Des rencontres sur les salons et grâce à la Belgian Fairtrade Federation (BFTF)

L’envol du colibri fait également partie de la BFTF qui promeut le commerce équitable : “Ce qui est très agréable, c’est qu’ils mettent en lien leurs membres via newsletter et leurs assemblées générales notamment, c’est une association sur le terrain qui a à coeur de promouvoir ses membres. On en fait partie depuis le début. C’est important d’avoir ce genre d’élément fédérateur.” Ces rencontres ainsi que toutes celles faites sur les salons au contact d’autres exposantes et exposants ont vraiment permis à Sophie Depas et Esther Sougné d’évoluer : “Si l’on s’est toutes les deux tournées de plus en plus vers le zéro déchet, c’est grâce à ces rencontres sur les salons, vraiment porteuses. Si l’on avait ouvert directement le magasin, on n’aurait pas eu la chance de découvrir tout ce monde et de s’enrichir ainsi.
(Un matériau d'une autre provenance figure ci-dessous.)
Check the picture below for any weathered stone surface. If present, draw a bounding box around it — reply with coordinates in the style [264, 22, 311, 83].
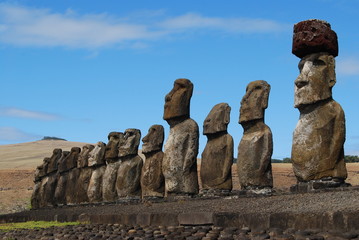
[162, 79, 199, 195]
[291, 23, 347, 182]
[102, 161, 121, 202]
[116, 128, 143, 198]
[292, 19, 338, 58]
[47, 148, 62, 174]
[77, 144, 95, 168]
[54, 151, 70, 204]
[141, 125, 165, 197]
[87, 165, 106, 202]
[237, 80, 273, 190]
[88, 142, 106, 167]
[200, 103, 233, 190]
[105, 132, 123, 162]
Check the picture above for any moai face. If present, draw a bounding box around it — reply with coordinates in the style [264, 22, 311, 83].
[239, 80, 270, 123]
[142, 125, 165, 153]
[203, 103, 231, 135]
[105, 132, 124, 159]
[89, 142, 106, 166]
[294, 53, 336, 108]
[118, 128, 141, 157]
[163, 78, 193, 120]
[77, 144, 95, 168]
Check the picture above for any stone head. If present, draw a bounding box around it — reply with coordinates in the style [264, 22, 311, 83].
[203, 103, 231, 135]
[142, 125, 165, 153]
[105, 132, 124, 159]
[118, 128, 141, 157]
[89, 142, 106, 166]
[77, 144, 95, 168]
[163, 78, 193, 120]
[294, 52, 336, 108]
[239, 80, 270, 123]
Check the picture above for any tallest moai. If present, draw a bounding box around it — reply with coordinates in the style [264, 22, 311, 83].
[292, 19, 347, 185]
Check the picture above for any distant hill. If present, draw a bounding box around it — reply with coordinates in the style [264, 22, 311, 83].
[0, 140, 91, 169]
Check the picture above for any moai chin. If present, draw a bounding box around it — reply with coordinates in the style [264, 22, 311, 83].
[87, 142, 106, 202]
[102, 132, 124, 202]
[291, 19, 347, 186]
[162, 79, 199, 196]
[141, 125, 165, 198]
[237, 80, 273, 194]
[116, 128, 143, 198]
[200, 103, 233, 194]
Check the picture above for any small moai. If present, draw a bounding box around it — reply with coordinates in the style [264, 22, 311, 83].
[237, 80, 273, 194]
[87, 142, 106, 202]
[116, 128, 143, 199]
[200, 103, 233, 195]
[162, 78, 199, 197]
[291, 19, 347, 191]
[76, 144, 95, 203]
[55, 147, 81, 204]
[102, 132, 124, 202]
[141, 125, 165, 199]
[31, 157, 50, 209]
[54, 151, 70, 205]
[41, 148, 62, 207]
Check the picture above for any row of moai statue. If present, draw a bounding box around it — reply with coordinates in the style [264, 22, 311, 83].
[32, 20, 347, 207]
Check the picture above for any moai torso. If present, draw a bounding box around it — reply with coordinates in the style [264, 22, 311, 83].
[237, 80, 273, 193]
[200, 103, 233, 192]
[141, 125, 165, 198]
[291, 19, 347, 184]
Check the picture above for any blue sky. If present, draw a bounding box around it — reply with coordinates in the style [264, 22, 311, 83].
[0, 0, 359, 159]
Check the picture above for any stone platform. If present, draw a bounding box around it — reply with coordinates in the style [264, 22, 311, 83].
[0, 187, 359, 231]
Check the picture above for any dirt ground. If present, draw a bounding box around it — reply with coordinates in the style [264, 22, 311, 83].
[0, 163, 359, 214]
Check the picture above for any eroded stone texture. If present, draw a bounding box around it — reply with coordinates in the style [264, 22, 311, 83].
[291, 20, 347, 182]
[237, 80, 273, 190]
[88, 142, 106, 167]
[141, 125, 165, 198]
[200, 103, 233, 191]
[105, 132, 123, 162]
[162, 79, 199, 195]
[102, 132, 124, 202]
[87, 142, 106, 202]
[47, 148, 62, 174]
[292, 19, 338, 58]
[54, 151, 70, 205]
[116, 128, 143, 198]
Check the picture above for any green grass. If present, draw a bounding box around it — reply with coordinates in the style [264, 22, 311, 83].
[0, 221, 81, 232]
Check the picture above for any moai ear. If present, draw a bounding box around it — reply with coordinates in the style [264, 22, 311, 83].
[328, 55, 337, 88]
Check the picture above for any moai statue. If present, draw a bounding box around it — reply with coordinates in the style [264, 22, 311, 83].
[42, 148, 62, 207]
[200, 103, 233, 195]
[76, 144, 95, 203]
[162, 79, 199, 196]
[54, 151, 70, 205]
[31, 157, 50, 209]
[102, 132, 124, 202]
[87, 142, 106, 202]
[55, 147, 81, 205]
[291, 19, 347, 190]
[237, 80, 273, 194]
[116, 128, 143, 198]
[64, 147, 81, 204]
[141, 125, 165, 198]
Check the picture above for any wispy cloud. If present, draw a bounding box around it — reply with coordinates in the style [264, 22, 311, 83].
[337, 57, 359, 75]
[0, 127, 41, 142]
[0, 107, 60, 121]
[0, 3, 287, 49]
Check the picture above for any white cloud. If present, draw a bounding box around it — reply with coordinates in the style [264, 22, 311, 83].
[0, 3, 286, 48]
[337, 57, 359, 75]
[0, 127, 40, 142]
[0, 107, 60, 121]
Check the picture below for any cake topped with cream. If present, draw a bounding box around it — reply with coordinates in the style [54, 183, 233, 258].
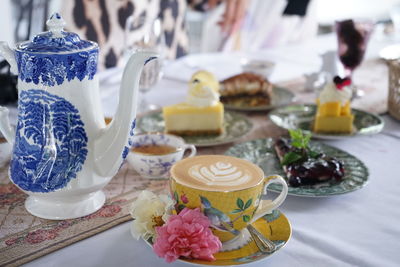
[314, 76, 354, 134]
[186, 71, 219, 107]
[319, 76, 352, 106]
[163, 70, 224, 135]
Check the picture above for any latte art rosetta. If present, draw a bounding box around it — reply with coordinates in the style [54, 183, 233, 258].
[189, 162, 251, 186]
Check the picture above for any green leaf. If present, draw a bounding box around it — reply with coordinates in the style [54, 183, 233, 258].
[308, 150, 321, 159]
[231, 209, 242, 214]
[236, 197, 244, 210]
[244, 198, 253, 209]
[281, 151, 303, 165]
[289, 129, 311, 149]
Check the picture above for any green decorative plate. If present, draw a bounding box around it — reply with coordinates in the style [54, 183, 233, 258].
[145, 210, 292, 266]
[137, 111, 253, 147]
[269, 104, 384, 139]
[225, 138, 368, 197]
[224, 87, 294, 111]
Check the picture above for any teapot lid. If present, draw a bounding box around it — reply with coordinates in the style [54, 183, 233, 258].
[17, 13, 98, 53]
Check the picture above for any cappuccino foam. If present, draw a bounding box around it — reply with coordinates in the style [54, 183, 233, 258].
[171, 155, 264, 191]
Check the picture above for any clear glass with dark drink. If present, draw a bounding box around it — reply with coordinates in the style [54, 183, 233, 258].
[335, 19, 374, 97]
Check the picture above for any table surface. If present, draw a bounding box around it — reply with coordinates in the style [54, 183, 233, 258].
[26, 36, 400, 267]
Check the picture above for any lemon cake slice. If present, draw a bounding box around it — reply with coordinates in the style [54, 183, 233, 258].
[314, 76, 354, 133]
[163, 71, 224, 136]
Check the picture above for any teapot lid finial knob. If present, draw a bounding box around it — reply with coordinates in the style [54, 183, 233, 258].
[46, 12, 66, 38]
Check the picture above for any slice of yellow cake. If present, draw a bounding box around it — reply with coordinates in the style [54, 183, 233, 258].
[163, 71, 224, 135]
[314, 76, 354, 133]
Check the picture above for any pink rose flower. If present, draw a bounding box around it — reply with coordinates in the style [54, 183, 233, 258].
[153, 208, 222, 262]
[181, 194, 189, 204]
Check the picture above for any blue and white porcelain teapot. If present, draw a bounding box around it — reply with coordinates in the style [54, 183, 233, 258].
[0, 13, 156, 219]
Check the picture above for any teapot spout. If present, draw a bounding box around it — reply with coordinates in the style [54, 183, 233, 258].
[94, 51, 158, 177]
[0, 42, 18, 74]
[0, 106, 15, 145]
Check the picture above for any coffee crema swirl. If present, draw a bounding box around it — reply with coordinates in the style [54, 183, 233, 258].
[171, 155, 264, 191]
[189, 162, 251, 186]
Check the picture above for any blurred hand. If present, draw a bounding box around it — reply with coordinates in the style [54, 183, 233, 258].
[208, 0, 249, 35]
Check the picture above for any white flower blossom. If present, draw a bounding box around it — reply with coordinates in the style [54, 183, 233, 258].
[130, 190, 175, 239]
Nos comportements tournés vers le zéro déchet viennent de ces rencontres”, reconnaît Sophie Depas.

En attendant la réouverture de leur boutique qui venait à peine d’être inaugurée, Sophie Depas et Esther Sougné réfléchissent à la suite : “On a été coupées dans notre lancée, mais ce n’est pas grave d’être freinées en plein vol. Notre beau départ, on pourra le reprendre à la réouverture. Et on ne compte pas non plus s’arrêter en si bon chemin”, nous promet Sophie Depas.